Hitting newsstands last week with a launch party filled with supporting faces from India Menuez and Tali Lennox, to Julia Restoin-Roitfield, Unemployed is the spanking new visual art-magazine. Founded by Cecile Winckler and Sophie Tabet, the mag is a large format work meant to stand as art itself, showcasing images shot or made by young creatives that shape our generation. Its largest accomplishment, besides beautifully representing New York’s unemployed class of artists, is that the magazine is totally ad-free. It’s art unfiltered, and laid bare with no commercials separating the pages. If you haven’t flipped through it yet, grab a bright yellow copy, and scroll down and take a look at what Unemployed’s founders have to say about their latest project, and how New York’s current unemployment dilemma uniquely affects their artists’ creative drives.

How did the two of you come together to form Unemployed?

It all started off as a joke. We always came together on projects and eventually committed to creating a platform to host this work, and celebrate the untapped talent of our generation.

Tell us about the first issue. What can we expect and what are some of your favorite stories?

The first issue is unbound and of large format. You won’t find a single word in the actual print – it has been designed to be enjoyed visually, putting the pages up on your walls or displayed as an object of art. There are some goodies found inside the magazine, notably some postcards and some awesome stickers. All the stories are our fave, they’re all different and resonate with each other in an absurd way. It’s unbound free expression of our generation.

Who did you approach to contribute and why?
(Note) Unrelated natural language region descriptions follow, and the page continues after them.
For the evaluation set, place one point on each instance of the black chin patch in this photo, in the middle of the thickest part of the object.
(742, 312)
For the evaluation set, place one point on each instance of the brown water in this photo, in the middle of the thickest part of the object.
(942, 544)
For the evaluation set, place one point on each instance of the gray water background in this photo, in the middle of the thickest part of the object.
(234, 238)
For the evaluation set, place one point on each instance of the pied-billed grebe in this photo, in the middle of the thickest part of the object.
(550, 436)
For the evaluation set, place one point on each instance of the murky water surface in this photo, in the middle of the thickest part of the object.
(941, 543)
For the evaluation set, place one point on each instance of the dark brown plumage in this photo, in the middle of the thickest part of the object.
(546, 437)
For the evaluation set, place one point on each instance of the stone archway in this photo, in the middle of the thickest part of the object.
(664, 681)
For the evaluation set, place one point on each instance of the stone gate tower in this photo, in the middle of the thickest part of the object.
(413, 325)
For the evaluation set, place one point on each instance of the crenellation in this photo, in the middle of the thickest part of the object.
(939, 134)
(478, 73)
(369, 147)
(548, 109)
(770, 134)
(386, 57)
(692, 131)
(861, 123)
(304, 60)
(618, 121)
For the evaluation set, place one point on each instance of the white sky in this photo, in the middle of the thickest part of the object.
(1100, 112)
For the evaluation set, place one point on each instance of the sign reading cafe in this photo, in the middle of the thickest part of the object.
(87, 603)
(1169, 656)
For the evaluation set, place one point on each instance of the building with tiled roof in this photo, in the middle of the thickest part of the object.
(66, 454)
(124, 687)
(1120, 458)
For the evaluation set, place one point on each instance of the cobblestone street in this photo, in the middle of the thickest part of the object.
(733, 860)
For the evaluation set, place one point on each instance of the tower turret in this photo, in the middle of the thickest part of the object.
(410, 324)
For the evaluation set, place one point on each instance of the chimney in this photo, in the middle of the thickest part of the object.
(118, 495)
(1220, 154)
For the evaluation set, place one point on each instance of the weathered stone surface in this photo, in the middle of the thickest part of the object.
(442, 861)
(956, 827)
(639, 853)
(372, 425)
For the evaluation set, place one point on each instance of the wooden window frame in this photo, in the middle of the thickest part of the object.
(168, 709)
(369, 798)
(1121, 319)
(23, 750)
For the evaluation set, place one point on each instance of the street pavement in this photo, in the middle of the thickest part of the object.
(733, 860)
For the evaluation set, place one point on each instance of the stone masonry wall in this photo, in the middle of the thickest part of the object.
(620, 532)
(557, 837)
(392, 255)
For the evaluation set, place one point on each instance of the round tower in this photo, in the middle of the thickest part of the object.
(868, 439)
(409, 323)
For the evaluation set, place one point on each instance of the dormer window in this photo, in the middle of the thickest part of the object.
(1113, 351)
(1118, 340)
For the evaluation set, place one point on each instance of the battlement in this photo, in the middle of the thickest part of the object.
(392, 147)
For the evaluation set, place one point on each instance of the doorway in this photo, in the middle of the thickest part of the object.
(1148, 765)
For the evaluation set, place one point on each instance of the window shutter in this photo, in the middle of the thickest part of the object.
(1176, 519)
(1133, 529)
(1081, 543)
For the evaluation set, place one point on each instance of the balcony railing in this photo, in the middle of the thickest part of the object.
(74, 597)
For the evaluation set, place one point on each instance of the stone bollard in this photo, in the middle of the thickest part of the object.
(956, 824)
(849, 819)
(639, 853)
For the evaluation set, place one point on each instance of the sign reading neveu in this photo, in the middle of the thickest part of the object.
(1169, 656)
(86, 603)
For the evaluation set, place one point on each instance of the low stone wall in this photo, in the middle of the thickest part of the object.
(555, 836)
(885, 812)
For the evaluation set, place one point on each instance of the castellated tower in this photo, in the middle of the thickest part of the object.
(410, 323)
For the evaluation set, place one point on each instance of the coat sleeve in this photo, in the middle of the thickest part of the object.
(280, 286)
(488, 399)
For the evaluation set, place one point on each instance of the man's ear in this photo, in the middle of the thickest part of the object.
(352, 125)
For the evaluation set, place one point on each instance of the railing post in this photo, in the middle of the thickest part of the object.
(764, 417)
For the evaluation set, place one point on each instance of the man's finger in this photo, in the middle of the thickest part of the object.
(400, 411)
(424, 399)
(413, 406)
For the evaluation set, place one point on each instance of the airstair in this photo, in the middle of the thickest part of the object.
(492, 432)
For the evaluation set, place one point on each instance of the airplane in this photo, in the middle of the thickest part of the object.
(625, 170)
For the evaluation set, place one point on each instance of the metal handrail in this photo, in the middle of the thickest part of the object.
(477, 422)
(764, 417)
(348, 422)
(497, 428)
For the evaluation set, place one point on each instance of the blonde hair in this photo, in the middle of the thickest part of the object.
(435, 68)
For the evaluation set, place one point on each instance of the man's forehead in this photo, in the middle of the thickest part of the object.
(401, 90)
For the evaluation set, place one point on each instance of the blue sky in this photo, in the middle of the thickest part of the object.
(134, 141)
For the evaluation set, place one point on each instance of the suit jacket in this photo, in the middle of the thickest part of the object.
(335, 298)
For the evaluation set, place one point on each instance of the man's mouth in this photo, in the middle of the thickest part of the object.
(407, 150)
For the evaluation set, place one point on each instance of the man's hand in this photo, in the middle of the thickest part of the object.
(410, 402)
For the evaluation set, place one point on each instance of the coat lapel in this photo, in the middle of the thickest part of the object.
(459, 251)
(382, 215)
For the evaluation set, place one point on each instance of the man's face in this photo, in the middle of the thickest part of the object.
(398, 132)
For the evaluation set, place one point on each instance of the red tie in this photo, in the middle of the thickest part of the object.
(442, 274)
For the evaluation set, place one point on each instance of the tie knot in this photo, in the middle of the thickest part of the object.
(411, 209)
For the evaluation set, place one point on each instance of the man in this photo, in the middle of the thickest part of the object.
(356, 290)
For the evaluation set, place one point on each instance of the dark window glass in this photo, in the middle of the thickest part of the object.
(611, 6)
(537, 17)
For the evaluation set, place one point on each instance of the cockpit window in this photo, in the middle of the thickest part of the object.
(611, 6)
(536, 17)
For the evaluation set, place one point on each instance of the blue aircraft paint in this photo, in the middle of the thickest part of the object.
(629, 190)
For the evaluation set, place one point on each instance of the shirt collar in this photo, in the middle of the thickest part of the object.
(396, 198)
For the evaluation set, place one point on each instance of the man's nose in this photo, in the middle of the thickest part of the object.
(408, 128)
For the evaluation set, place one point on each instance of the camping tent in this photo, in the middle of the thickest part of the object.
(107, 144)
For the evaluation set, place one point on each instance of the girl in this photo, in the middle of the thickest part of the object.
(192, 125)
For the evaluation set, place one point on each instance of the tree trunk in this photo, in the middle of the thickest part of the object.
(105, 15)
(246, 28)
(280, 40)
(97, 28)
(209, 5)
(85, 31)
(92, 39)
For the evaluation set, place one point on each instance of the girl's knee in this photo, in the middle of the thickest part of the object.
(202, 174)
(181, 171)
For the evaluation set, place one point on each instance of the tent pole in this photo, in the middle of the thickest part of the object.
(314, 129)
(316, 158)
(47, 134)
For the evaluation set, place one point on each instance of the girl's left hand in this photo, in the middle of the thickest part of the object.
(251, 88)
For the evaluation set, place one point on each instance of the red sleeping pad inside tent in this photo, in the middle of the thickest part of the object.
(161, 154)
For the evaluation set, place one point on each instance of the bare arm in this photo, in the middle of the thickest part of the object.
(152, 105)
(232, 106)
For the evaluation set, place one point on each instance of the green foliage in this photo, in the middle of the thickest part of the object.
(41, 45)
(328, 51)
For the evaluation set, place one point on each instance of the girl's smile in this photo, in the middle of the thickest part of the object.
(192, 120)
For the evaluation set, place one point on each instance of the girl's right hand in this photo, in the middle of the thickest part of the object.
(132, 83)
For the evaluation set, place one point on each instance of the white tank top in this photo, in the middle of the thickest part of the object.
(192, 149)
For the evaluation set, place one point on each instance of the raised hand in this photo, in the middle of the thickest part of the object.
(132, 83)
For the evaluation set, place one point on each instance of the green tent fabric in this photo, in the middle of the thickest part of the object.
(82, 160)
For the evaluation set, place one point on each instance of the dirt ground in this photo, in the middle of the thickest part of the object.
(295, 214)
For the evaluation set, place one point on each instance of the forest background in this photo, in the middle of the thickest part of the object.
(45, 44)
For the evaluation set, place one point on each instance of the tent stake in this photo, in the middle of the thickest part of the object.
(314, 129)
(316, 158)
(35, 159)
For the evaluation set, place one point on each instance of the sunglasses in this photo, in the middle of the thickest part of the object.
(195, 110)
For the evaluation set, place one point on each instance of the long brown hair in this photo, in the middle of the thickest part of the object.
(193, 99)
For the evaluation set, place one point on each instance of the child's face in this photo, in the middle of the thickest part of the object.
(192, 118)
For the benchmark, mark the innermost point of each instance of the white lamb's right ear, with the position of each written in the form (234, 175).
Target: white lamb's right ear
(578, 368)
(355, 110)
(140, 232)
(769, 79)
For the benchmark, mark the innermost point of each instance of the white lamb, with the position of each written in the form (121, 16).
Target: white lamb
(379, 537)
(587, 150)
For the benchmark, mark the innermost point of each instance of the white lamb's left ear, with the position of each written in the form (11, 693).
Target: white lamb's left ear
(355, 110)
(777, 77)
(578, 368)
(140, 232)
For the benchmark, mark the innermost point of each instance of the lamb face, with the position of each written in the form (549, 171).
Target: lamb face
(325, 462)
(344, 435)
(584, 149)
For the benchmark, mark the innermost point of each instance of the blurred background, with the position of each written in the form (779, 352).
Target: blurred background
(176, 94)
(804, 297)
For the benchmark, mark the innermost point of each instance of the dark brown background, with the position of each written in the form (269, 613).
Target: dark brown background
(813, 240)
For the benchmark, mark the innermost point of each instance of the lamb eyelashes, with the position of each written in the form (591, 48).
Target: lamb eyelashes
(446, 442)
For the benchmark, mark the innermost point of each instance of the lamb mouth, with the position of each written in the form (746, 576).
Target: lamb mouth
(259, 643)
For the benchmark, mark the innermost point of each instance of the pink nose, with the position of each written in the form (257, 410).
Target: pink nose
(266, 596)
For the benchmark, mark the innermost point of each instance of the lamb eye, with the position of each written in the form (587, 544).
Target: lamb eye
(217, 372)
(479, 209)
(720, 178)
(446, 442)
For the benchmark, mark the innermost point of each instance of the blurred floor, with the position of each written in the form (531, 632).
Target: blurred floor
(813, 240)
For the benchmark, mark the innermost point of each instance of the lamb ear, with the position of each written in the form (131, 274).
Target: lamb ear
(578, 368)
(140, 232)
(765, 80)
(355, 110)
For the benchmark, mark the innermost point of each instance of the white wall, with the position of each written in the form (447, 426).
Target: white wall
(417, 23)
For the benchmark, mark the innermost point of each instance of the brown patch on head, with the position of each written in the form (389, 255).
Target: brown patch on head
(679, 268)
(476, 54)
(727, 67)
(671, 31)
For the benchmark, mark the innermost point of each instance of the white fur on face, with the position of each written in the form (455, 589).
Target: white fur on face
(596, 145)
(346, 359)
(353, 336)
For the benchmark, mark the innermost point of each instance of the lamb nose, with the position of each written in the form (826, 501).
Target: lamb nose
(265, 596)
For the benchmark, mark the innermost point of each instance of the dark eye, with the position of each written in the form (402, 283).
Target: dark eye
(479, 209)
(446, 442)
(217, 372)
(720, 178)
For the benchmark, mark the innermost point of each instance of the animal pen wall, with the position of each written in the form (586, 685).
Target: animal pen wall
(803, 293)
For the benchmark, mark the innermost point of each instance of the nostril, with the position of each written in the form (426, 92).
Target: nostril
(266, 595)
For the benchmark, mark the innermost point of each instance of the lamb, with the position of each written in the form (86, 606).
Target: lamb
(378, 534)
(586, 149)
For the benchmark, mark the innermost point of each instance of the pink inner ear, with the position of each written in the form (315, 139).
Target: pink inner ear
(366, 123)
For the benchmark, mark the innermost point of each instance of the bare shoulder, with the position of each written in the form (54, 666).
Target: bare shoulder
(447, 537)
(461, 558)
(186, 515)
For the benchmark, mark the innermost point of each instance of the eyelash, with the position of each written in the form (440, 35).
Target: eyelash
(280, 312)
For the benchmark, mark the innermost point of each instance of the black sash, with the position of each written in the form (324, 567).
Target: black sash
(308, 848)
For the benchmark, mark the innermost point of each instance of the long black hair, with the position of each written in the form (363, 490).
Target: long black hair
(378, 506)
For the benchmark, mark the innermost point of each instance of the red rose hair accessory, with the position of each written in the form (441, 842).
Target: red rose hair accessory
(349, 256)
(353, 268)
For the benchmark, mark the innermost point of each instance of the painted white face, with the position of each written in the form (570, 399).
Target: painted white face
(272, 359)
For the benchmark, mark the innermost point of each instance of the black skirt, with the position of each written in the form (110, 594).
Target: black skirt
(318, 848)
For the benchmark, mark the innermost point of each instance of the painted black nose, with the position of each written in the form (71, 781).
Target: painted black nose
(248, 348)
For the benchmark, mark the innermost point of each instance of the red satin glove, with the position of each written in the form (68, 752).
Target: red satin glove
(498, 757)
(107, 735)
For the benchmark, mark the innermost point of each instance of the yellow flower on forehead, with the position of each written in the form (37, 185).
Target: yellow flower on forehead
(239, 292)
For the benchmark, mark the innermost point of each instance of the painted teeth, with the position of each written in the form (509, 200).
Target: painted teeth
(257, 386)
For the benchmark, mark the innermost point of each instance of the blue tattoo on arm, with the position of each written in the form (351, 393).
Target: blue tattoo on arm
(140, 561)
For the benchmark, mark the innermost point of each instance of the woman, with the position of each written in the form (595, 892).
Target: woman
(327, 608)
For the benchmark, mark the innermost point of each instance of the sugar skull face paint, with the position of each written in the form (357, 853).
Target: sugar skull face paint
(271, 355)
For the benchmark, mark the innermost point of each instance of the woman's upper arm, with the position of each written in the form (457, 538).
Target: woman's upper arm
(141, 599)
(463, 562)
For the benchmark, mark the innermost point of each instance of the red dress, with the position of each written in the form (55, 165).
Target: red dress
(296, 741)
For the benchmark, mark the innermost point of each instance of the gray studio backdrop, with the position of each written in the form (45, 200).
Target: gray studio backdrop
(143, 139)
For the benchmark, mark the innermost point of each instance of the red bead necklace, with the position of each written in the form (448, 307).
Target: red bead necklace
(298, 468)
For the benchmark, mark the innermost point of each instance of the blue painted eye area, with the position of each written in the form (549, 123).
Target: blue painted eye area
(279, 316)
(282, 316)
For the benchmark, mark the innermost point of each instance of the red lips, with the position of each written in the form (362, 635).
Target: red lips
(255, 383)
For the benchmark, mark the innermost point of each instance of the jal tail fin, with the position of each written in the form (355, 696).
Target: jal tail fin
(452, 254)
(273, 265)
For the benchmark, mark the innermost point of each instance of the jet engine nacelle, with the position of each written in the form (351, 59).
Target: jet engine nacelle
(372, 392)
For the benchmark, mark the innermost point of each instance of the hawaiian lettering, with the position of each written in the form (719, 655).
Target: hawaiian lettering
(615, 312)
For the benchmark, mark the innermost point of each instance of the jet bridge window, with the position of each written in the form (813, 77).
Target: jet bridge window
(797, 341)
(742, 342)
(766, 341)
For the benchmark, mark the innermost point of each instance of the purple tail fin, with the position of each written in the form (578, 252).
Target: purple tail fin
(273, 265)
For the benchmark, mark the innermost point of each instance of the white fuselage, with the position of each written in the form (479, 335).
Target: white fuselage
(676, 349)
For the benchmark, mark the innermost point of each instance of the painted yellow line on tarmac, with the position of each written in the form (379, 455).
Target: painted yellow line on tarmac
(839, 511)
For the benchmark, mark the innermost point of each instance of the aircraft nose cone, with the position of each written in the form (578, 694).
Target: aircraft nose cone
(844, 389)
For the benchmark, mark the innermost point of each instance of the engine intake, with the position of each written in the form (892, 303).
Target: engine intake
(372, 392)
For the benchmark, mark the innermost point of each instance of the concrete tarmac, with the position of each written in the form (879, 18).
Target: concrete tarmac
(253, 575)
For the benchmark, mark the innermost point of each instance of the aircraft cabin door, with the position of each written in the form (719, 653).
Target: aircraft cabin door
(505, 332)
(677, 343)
This was a very natural process. Everyone involved is a friend of ours. The most exciting part in all of this is how many more brilliant friends we’re planning on working with!

Can you talk to us about your perspective on this employment issue many young creatives in New York face?

Unemployment is a very real thing, but there’s something unique about how it affected the creative class of our generation living in New York City. The combination of being absolutely desperate for a job and the unabashed relentlessness that is innate to all New Yorkers made for a very vibrant group of creatives. We weren’t going to give up our creative drive or freedom.

Are you both native New Yorkers? If not, how did you end up here and what about the city really holds you?

‘One belongs to New York instantly, one belongs to it as much in five minutes as in five years.’ – Tom Wolfe.

Can you describe the process of finding visual art to publish? What are your standards when it comes to selecting pieces?

‘Standards’ may not be the right term. It’s really just about if it touches us.

You’ve chosen to produce a magazine that doesn’t have ads or any trace of excess media beyond the artwork. How do you feel about the ad-cluttered society we live in, where it’s rare to see anything that is ad-free?

Life has its imperatives. We were lucky enough to co-fund this first issue without the eyesores that are advertisements. When it comes to the print, we are hoping to create an eco-system of self-sustainability that would permit us to proceed in an ad-free manner.

Who are some of your favorite artists?

We don’t play favorites with our children…

The video titled Boom on Unemployed’s website that the two of you shot features tired, frustrated, and stressed out faces that just look over it, but as you keep watching you realize they’re sneezing. What made you want to capture this act, and can you elaborate more about the project?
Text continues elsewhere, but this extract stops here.